The Colts sought a trade partner for Mack, but found no suitors. Now, it makes no sense for them to release him so he perhaps can be a factor elsewhere.
Imagine releasing Mack, then having Taylor or Hines suffer an injury.
Sticking with Badgley
Rodrigo Blankenship is back kicking after suffering a hip in the Week 5 game at Baltimore, but only on the sidelines during practice.
For now, that’s how it’s going to be.
“Rod’s still continuing along the process as far as gaining full strength and stamina back,’’ Reich said. “Could he kick? Yes.
“But we’re going to go with Badgley right now.’’
The Colts turned to Michael Badgley when they placed Blankenship on the injured reserve list Oct. 16.
In five games, Badgley’s been perfect: 7-for-7 on field-goal attempts, with a long of 42 in the driving rain against San Francisco, and 19-for-19 on PATs.
On the season, Blankenship is 11-of-14 on field-goal attempts and 7-of-8 on PATs.
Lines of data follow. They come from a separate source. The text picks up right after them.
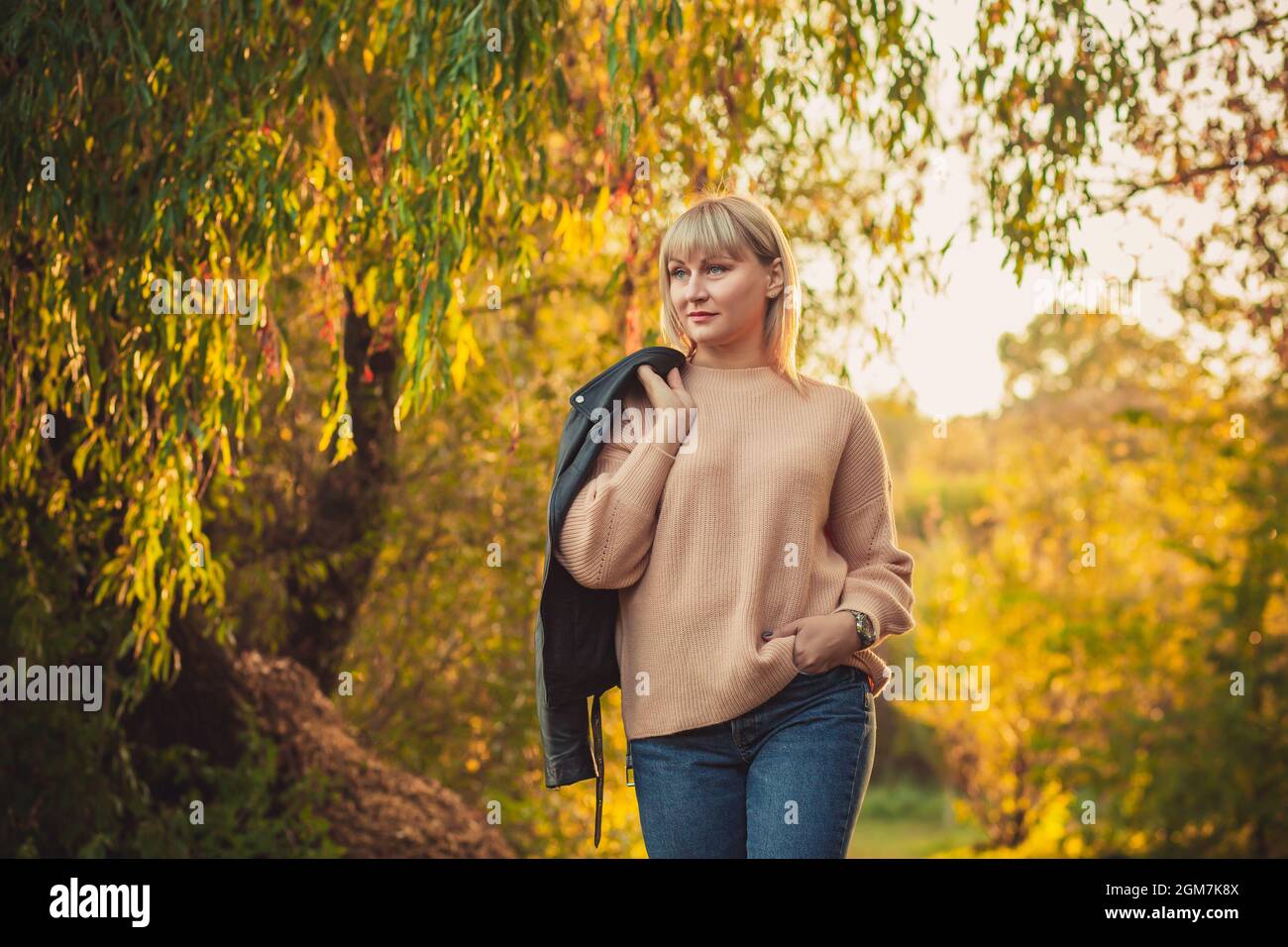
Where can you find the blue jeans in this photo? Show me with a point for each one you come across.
(786, 780)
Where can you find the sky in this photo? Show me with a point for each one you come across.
(947, 352)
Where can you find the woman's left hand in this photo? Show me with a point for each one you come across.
(822, 641)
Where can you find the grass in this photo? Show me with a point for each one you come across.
(910, 821)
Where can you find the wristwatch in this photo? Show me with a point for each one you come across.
(863, 625)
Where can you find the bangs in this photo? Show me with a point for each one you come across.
(703, 232)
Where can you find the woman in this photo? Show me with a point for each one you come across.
(756, 561)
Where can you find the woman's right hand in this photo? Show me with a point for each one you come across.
(675, 408)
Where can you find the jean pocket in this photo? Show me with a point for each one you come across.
(804, 674)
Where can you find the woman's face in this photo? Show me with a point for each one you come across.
(735, 289)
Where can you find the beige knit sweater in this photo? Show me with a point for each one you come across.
(726, 539)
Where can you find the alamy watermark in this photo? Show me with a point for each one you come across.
(1090, 295)
(938, 684)
(632, 425)
(215, 296)
(77, 684)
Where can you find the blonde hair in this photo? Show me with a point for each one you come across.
(726, 223)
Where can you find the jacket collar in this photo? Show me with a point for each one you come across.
(601, 388)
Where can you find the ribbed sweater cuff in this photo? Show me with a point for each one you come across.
(643, 475)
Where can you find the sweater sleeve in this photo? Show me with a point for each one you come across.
(862, 528)
(606, 538)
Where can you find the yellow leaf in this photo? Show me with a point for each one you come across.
(465, 346)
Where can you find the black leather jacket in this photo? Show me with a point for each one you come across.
(576, 655)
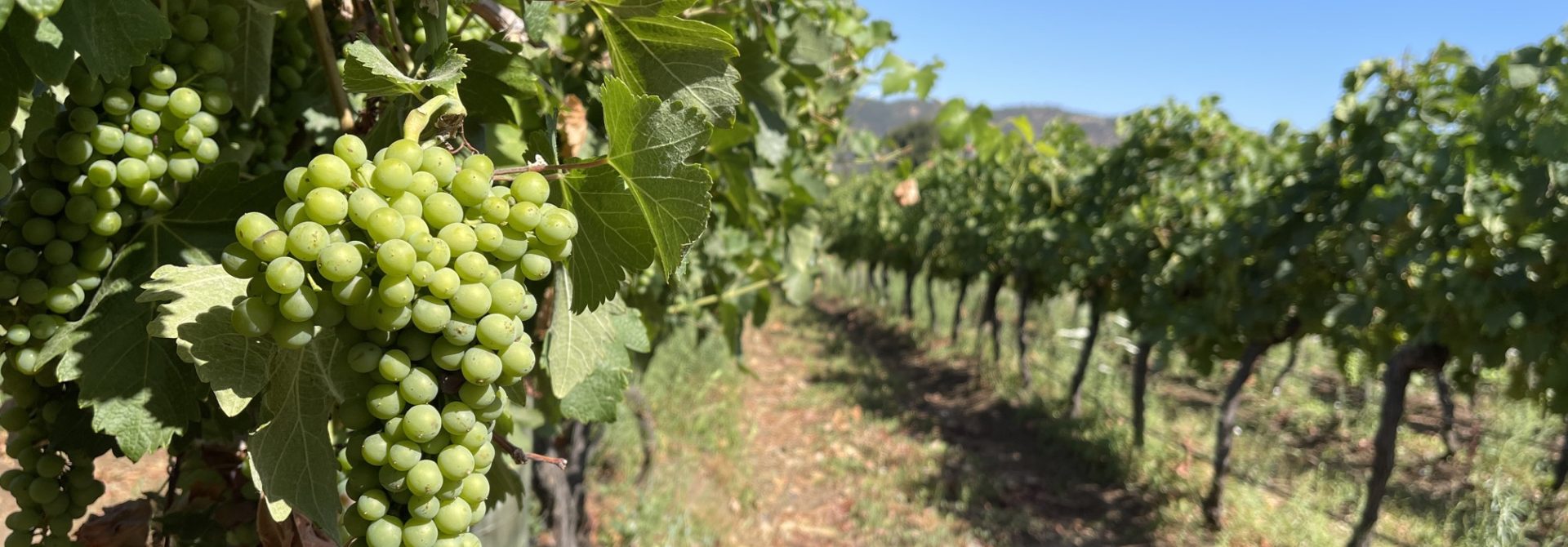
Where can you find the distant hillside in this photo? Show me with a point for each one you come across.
(883, 117)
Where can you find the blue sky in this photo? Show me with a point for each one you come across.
(1267, 58)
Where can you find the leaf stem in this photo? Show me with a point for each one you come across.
(328, 57)
(712, 300)
(559, 167)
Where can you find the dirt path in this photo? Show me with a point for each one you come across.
(843, 403)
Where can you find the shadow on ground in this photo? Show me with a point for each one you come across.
(1017, 474)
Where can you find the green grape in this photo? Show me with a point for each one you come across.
(350, 149)
(421, 533)
(443, 211)
(284, 274)
(425, 478)
(306, 240)
(419, 388)
(524, 216)
(480, 366)
(455, 514)
(530, 189)
(496, 331)
(394, 366)
(392, 177)
(339, 262)
(422, 424)
(330, 171)
(383, 402)
(431, 314)
(470, 301)
(518, 359)
(403, 455)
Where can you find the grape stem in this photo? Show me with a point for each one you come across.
(559, 167)
(334, 80)
(518, 455)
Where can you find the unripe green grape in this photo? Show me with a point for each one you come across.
(470, 301)
(248, 228)
(421, 533)
(306, 240)
(284, 274)
(441, 211)
(524, 216)
(425, 478)
(535, 265)
(392, 177)
(383, 402)
(350, 149)
(518, 359)
(532, 189)
(455, 514)
(270, 245)
(431, 314)
(394, 366)
(330, 171)
(240, 262)
(403, 453)
(480, 366)
(407, 151)
(422, 424)
(385, 225)
(292, 336)
(298, 306)
(339, 262)
(496, 331)
(419, 388)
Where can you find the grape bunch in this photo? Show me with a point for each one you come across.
(51, 488)
(425, 260)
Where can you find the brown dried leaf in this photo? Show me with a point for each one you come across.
(908, 193)
(298, 531)
(574, 126)
(122, 526)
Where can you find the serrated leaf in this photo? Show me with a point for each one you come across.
(114, 37)
(666, 212)
(42, 47)
(676, 60)
(250, 82)
(140, 389)
(39, 8)
(366, 69)
(581, 344)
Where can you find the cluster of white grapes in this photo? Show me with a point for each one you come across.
(427, 260)
(115, 153)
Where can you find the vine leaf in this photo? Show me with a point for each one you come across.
(112, 37)
(137, 386)
(586, 353)
(366, 69)
(673, 58)
(250, 82)
(300, 389)
(657, 207)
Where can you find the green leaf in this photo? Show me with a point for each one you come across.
(675, 58)
(42, 47)
(582, 344)
(114, 37)
(366, 69)
(138, 388)
(666, 212)
(291, 450)
(250, 82)
(196, 303)
(39, 8)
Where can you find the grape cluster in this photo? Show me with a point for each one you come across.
(425, 259)
(51, 488)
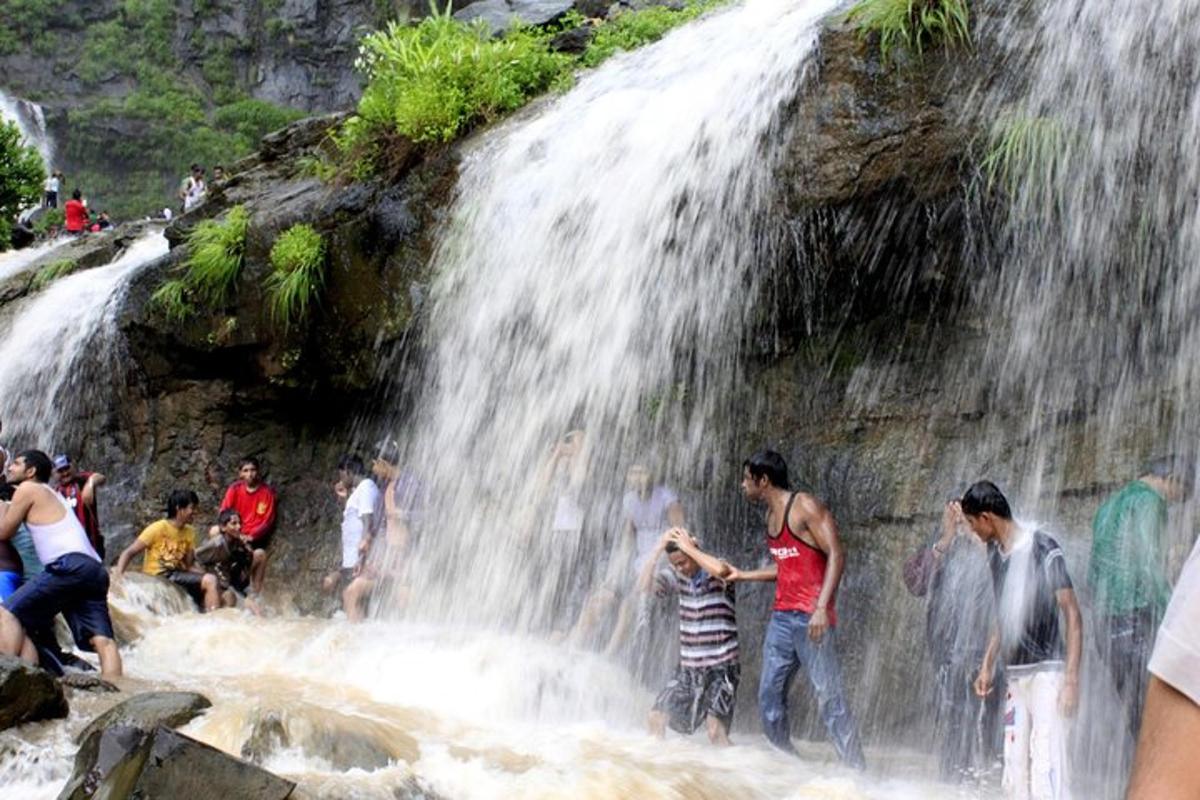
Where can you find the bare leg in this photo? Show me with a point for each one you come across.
(717, 732)
(258, 571)
(109, 656)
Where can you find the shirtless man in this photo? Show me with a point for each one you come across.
(808, 559)
(73, 583)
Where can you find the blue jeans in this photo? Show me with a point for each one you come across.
(787, 648)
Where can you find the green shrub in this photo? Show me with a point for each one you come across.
(173, 300)
(912, 25)
(299, 259)
(51, 272)
(216, 254)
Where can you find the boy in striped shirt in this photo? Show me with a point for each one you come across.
(705, 684)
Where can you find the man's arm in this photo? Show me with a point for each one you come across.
(1163, 768)
(1068, 699)
(709, 564)
(814, 516)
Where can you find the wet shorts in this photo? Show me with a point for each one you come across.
(696, 692)
(9, 583)
(75, 585)
(189, 582)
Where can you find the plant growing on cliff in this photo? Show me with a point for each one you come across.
(299, 259)
(912, 25)
(216, 254)
(21, 178)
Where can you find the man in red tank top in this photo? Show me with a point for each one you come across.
(808, 560)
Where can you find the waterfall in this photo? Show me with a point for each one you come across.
(31, 122)
(75, 319)
(594, 275)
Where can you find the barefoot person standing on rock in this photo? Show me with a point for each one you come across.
(73, 582)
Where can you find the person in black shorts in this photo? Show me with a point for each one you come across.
(705, 685)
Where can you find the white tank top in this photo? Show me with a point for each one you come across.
(59, 539)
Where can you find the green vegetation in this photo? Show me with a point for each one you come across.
(52, 272)
(22, 174)
(299, 259)
(436, 80)
(216, 252)
(1024, 157)
(912, 25)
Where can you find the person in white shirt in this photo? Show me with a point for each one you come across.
(1170, 728)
After injuring his hip in pregame warm-ups against the Ravens, he missed a PAT, had a 37-yard field goal attempt blocked and was wide left on a 47-yard attempt.
“It’s pretty similar to any position, right?’’ Reich said. “A guy gets hurt and somebody comes in and playing at a very high level.’’
So, is the kicking job Badgley’s to lose? Even when Blankenship to 100%.
“It’s competition. It’s the NFL,’’ Reich said. “We’ve got to do what we think is the right thing for the team.
“It’s really nothing against Rod. We love Rod. We love Rod, everything about him.
“But Badgley’s playing very well.’’
Blankenship, meanwhile, will remain on IR. Once the team designates him to return to practice, it has 21 days to active him or leave him on IR.
“There’s no sense in starting that clock until you have to,’’ Reich said.